Kemp feels like a hybrid of the CarGo and Hanley stories above: he's shown more consistent annual value similar to CarGo, but he also suffers from the a similar potential playing time issue as Hanley. Reports out of spring training are glowing for Kemp, who's reportedly lost 40 pounds this offseason and has produced well in spring training, leading to him being penciled in as the Dodgers starting LF and 3rd in the lineup. Kemp only had 467 PA and was essentially a $0 player, but looking deeper into his xStats suggests he was still very productive -- his per 600 PA stats were .291/.333/.500 xTriple Slash, 27 xHR, 60 runs, and 82 RBI. You don't expect him to steal anymore, but if he's getting the PA, you do expect him to produce better runs and RBI numbers. With triple slash upside still clear there, and not terribly old at 33, you can squint and still see Kemp being a productive player. And yet, I can't get it out of my head that it was seemingly a joke and purely financially-driven acquisition the Dodgers made by acquiring him. Are they just showcasing him for a future trade? Also, the Dodgers are flush with viable options across the diamond -- between Joc Pederson, Andrew Toles, Trayce Thompson, Kike Hernandez Alex Verdugo, among others -- enough to reduce his counting stat upside. Additionally, YMMV but I play in local SoCal leagues and you typically have to pay an Angels or Dodgers "tax" for the local players, driving their cost up.

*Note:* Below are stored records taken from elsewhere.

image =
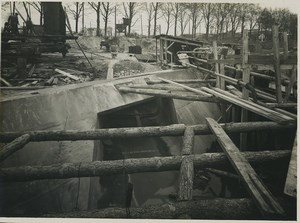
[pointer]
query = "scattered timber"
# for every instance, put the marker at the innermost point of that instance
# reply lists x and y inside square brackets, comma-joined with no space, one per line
[5,82]
[291,179]
[186,179]
[263,198]
[153,164]
[171,130]
[251,106]
[67,74]
[186,87]
[14,146]
[188,141]
[223,173]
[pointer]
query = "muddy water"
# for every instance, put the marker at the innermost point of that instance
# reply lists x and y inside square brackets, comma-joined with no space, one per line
[148,188]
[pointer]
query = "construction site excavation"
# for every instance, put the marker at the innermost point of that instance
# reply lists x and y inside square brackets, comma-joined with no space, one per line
[148,110]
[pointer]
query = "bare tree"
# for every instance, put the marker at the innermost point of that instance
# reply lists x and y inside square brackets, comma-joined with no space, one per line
[253,16]
[38,7]
[167,15]
[195,15]
[155,6]
[149,8]
[207,10]
[234,12]
[76,13]
[106,11]
[183,17]
[130,10]
[221,13]
[175,13]
[97,7]
[244,10]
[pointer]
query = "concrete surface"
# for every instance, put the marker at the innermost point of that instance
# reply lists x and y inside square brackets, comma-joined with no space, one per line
[74,107]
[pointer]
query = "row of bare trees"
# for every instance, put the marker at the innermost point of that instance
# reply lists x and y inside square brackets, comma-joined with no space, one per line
[216,18]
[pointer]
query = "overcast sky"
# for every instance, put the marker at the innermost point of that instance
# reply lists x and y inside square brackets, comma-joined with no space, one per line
[90,15]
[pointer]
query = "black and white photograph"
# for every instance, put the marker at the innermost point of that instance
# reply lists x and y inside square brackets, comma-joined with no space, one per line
[148,110]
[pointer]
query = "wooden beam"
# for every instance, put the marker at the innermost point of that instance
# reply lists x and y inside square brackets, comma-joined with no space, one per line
[285,46]
[290,187]
[277,63]
[14,146]
[186,179]
[188,141]
[5,82]
[223,173]
[23,88]
[170,130]
[167,94]
[186,176]
[166,87]
[251,106]
[187,81]
[266,203]
[217,208]
[139,165]
[67,74]
[245,92]
[291,83]
[215,53]
[186,87]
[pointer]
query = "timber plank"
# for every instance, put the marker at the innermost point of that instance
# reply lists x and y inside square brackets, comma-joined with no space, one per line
[185,87]
[291,180]
[258,109]
[264,200]
[14,146]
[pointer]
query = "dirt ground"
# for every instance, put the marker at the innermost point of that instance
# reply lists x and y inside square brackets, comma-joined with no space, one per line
[96,64]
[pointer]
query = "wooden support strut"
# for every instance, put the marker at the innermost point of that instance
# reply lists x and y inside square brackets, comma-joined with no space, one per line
[14,146]
[186,177]
[185,87]
[263,198]
[245,92]
[153,164]
[170,130]
[258,109]
[277,63]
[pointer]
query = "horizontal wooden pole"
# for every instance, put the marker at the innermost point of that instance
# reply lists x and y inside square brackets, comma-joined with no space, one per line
[220,208]
[14,146]
[167,94]
[186,87]
[170,130]
[23,88]
[153,164]
[263,198]
[189,81]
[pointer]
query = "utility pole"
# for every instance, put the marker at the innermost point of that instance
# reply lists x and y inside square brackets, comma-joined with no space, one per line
[82,17]
[116,20]
[142,24]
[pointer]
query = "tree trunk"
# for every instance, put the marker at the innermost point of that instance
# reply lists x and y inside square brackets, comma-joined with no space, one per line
[139,165]
[149,27]
[155,18]
[105,26]
[76,24]
[98,21]
[207,29]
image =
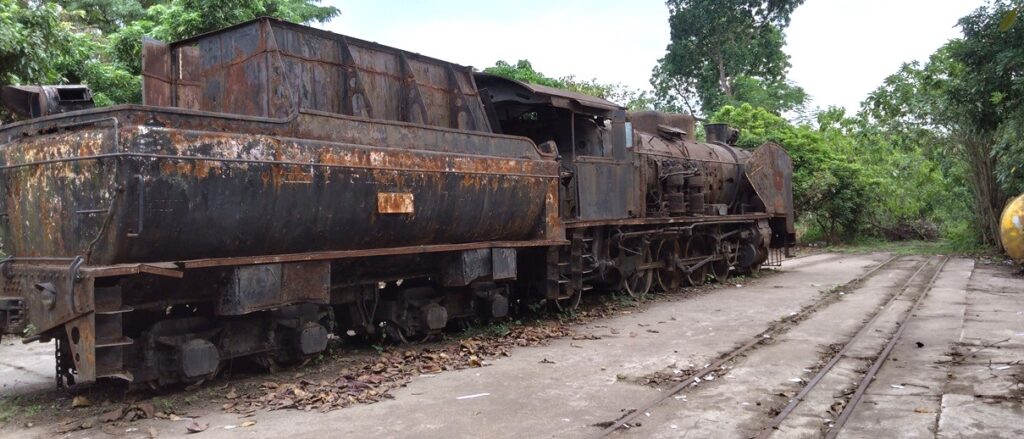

Verdict: Worth a $1-3 bid or early reserve pick -- I like Kemp more than Hanley but less than CarGo.

Todd Frazier, 3B, NYM
ADP: 2017: 77 | 2018: 256 (Diff: -179) | Proj Batting Slot: 4
2018 Values: ADP Implied: $1 | Projection: $2 ($1-5)
Historical Values: 2015: $24 | 2016: $21 | 2017: $1

Frazier appears to have gotten a tad unlucky last year, rather than a skills drop off -- he actually registered a career-high 14.4% walk rate en route to a career-high .344 OBP.